Never Any Way to Fix Costly Government Programs, Medicaid Edition

Reporting on a study by a couple of health care experts, Ted Nesi writes on WPRI:

Using 2015 data, their projections showed Rhode Island would lose $514 million in annual federal Medicaid funding under such a formula – a huge amount of money, equal to 22% of the state’s $2.3 billion in total Medicaid spending during the 2014-15 budget year. Massachusetts would lose $3.4 billion under the scenario.

First, let’s have a little perspective, here.  The revised spending on “Medical assistance (including Medicaid)” for fiscal 2015 was $2,382,919,281.  The year before — in fiscal 2014 — it was $1,819,597,682.  If you don’t have a calculator handy, that’s a difference of $563,321,599, or about $50,000,000 more than the “huge amount of money” in the possible reduction.

According to the mainstream calculus, government spending can never go down, even just to the prior year’s level.  On the one hand, we’re told it would be a terrible thing if Congress were to block grant Medicaid based on state income because states that rely on the program as a large part of their budgets would face massive reductions.  As the study says, it “would result in a seismic redistribution of federal spending.”
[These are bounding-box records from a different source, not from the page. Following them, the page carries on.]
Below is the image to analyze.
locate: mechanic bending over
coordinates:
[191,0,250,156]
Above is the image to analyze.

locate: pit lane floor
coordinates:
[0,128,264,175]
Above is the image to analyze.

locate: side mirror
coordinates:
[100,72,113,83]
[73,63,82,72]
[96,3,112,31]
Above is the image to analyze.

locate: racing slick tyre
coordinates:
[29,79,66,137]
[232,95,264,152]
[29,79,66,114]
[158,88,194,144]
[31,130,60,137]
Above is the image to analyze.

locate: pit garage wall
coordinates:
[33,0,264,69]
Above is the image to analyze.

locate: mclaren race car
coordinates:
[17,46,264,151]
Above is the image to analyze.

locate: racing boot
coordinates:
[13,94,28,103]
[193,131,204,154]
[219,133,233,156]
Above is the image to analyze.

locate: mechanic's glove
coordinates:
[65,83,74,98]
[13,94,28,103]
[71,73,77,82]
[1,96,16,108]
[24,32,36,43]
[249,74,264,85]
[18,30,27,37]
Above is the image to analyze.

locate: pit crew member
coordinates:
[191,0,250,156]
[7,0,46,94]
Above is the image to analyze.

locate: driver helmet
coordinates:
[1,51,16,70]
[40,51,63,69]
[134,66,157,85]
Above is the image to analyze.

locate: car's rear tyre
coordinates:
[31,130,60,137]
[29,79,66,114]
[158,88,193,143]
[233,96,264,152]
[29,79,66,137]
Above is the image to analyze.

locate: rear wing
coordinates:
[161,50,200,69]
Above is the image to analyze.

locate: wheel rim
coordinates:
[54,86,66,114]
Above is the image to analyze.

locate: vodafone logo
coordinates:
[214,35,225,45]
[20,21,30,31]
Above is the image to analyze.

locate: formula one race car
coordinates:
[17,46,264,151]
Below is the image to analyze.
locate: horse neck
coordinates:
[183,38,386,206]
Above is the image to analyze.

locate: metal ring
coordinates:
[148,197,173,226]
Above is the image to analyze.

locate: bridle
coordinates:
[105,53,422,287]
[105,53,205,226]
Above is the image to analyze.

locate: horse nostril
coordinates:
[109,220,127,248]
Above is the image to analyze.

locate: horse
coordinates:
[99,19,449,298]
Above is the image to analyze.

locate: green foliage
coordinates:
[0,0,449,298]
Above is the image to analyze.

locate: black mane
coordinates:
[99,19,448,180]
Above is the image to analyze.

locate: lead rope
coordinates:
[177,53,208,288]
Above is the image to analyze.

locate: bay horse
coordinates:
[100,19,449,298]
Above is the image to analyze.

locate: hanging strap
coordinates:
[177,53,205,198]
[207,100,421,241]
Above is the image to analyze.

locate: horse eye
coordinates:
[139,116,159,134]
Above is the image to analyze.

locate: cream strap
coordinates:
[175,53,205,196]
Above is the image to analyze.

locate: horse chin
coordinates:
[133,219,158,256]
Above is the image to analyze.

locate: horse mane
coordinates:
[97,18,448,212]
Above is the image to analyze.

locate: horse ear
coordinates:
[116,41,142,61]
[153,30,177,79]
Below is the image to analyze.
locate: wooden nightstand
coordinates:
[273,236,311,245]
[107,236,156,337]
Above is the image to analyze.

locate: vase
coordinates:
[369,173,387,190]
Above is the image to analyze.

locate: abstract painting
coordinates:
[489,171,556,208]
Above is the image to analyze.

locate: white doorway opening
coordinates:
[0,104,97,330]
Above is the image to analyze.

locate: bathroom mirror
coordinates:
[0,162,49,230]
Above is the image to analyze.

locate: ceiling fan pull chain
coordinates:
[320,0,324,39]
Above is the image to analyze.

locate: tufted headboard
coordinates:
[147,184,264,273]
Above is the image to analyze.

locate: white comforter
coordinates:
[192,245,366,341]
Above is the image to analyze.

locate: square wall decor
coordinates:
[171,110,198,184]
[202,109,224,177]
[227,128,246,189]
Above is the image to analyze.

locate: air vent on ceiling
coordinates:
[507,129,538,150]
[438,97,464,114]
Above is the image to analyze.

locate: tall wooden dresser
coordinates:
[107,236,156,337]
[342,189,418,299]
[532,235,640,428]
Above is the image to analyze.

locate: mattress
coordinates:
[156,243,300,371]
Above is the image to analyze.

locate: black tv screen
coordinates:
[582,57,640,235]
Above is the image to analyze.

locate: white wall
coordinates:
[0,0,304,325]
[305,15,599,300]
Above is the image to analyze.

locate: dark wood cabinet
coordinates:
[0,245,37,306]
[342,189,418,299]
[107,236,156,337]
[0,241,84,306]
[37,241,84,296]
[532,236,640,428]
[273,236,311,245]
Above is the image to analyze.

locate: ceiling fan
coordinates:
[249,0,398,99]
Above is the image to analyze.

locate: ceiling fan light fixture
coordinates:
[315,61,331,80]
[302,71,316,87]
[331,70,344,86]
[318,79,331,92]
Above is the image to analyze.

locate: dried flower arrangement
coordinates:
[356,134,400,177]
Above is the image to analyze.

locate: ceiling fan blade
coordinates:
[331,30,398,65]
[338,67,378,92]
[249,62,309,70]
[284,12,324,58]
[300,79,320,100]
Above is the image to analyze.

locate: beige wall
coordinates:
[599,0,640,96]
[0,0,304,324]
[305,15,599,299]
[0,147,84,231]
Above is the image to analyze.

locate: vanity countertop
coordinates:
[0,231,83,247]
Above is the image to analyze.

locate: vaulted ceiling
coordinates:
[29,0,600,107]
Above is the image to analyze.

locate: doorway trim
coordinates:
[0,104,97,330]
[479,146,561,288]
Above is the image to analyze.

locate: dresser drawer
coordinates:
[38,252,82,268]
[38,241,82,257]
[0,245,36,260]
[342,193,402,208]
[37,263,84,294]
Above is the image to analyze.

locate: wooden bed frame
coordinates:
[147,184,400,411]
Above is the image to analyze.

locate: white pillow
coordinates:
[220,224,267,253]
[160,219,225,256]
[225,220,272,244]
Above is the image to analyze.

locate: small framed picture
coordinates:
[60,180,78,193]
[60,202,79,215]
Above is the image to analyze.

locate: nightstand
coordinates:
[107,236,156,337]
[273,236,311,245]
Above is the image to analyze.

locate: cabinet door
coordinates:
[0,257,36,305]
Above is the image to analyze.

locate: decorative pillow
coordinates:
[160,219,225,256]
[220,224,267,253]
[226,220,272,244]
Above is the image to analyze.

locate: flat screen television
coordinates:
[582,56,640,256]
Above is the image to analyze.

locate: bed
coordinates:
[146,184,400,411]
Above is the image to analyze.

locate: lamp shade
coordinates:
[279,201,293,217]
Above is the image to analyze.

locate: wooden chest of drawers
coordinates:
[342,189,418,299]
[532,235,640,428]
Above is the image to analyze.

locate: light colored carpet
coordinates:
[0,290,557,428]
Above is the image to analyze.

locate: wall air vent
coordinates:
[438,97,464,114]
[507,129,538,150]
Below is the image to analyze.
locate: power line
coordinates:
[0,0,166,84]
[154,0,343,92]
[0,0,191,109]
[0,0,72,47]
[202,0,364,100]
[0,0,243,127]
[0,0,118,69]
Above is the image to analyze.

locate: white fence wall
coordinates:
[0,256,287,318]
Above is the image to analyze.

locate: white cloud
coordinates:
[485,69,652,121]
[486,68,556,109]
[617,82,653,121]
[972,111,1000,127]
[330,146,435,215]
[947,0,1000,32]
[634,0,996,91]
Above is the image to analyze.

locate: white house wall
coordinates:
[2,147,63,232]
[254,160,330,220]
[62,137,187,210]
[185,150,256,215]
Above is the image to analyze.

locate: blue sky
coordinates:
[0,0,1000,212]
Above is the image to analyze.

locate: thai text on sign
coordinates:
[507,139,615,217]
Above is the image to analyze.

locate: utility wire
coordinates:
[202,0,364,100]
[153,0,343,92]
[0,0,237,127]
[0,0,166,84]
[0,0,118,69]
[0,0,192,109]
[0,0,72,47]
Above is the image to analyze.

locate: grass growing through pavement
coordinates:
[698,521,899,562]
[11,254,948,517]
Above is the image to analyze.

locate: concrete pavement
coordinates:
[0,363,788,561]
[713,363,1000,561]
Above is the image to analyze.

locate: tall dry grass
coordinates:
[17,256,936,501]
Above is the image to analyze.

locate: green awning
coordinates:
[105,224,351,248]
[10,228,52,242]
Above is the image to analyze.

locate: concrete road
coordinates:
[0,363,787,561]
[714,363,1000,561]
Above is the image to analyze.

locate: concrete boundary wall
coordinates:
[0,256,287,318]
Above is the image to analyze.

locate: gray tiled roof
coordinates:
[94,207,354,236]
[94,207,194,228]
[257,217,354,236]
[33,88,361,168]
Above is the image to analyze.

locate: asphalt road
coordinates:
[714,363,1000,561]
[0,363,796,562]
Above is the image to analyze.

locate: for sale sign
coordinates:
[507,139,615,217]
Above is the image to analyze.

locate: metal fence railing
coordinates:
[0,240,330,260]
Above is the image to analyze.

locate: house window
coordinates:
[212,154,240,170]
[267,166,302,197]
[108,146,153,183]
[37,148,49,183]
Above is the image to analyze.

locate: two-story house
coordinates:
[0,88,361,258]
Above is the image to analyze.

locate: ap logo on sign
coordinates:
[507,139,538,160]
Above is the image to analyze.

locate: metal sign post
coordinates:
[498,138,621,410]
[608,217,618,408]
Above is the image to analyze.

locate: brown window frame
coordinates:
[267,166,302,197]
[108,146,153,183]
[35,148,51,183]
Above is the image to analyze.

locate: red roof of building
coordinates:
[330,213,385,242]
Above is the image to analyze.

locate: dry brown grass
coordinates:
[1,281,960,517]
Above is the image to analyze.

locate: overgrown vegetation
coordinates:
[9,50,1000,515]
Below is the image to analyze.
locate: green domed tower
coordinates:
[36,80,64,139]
On the other hand, the authors go on to say, we can’t possibly calculate block grants based on current spending, because that “would lock in large and arguably unfair variation in funding across states.”  The only solution, clearly, is to just keep giving states as much money as they need for however many Medicaid recipients they’re able to sign up.

Folks, this is the government plantation, or company state.  As I wrote when I first began tracing that economic model in Rhode Island, when the state’s major industry (government) relies on its ability to sign up people for services in order to charge other people for them, the people forced to pay the bill will eventually flee the system, if they’re local, or push their own representatives to stop the bleeding, if they’re in other states being soaked by the feds.

Rhode Island should take the opportunity of the Trump Administration to get off this track.  The chasm toward which it leads has no bridge.